Hey, what they hell does Ken know anyway? He thinks you can't bi-wire RT1000's.:D

BDT

davidein

Thanks for the info that answered my RMS question

now can someone tell me if the Polk Audio RM6200 is

20 - 125 w/channel
or
20 - 125 RMS

http://www.polkaudio.com/home/specs.php?category=2&speaker=34

WA2KBZ

This is an RMS rating. I think Polk uses that miore quality spec. Check the spec sheet on the individual speakers to confirm (not the speaker package set summary). Means speakers can handle a SINE wave input (typically set to 1 KHz) amplified until the output voltage of 31.6 VRMS (44.7 V peak) across an 8 ohm load.
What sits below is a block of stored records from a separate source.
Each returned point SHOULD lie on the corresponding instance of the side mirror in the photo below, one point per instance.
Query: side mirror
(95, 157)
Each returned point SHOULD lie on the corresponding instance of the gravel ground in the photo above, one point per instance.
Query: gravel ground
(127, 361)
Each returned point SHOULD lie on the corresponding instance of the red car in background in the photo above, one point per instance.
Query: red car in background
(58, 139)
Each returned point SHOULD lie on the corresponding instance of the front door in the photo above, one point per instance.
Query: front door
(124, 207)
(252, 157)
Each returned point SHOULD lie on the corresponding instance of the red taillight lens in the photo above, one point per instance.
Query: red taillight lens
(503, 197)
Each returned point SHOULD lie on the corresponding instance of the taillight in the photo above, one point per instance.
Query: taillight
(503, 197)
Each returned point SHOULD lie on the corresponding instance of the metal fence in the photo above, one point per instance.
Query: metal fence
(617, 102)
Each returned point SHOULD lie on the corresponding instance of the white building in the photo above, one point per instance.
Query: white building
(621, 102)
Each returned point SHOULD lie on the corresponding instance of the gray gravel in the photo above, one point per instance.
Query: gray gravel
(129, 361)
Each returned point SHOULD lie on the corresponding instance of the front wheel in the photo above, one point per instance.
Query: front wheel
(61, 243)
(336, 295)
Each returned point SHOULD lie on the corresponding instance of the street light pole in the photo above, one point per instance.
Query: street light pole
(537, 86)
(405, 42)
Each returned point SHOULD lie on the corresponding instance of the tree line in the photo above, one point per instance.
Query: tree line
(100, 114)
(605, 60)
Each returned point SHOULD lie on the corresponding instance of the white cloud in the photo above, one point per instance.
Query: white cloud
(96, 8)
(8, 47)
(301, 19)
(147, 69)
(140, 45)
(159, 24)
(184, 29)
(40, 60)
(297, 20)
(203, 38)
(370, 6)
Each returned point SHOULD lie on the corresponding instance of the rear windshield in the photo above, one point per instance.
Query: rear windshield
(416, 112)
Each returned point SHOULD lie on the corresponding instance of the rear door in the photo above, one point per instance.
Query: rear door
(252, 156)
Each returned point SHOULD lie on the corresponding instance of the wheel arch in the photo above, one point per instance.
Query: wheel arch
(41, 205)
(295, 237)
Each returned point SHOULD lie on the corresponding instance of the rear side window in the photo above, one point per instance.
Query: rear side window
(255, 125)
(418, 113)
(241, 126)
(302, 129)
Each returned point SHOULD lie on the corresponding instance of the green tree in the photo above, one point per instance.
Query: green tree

Expect an RMS current of 3.95 amps into speakers, or 5.6 amps peak. Peak power is 250 W for brief peaks. By the way, size speaker wire at peak amps number to avoid voltage drop above what you consider OK during peaks.
Karl

HBombToo

I think this link may help summarize what has been stated and hope it helps.

http://www.telling-amplification.co.uk/power-ratings.html

IMHO
RMS or Continuous power... for me they are the same but I'm not going to debate the correctness of the terminology. If I say RMS Power, I am implying RMS Voltage Squared divided by resistance.

Terms, Terms and more Terms confuse the hell out of me!


With Respect
HBomb;)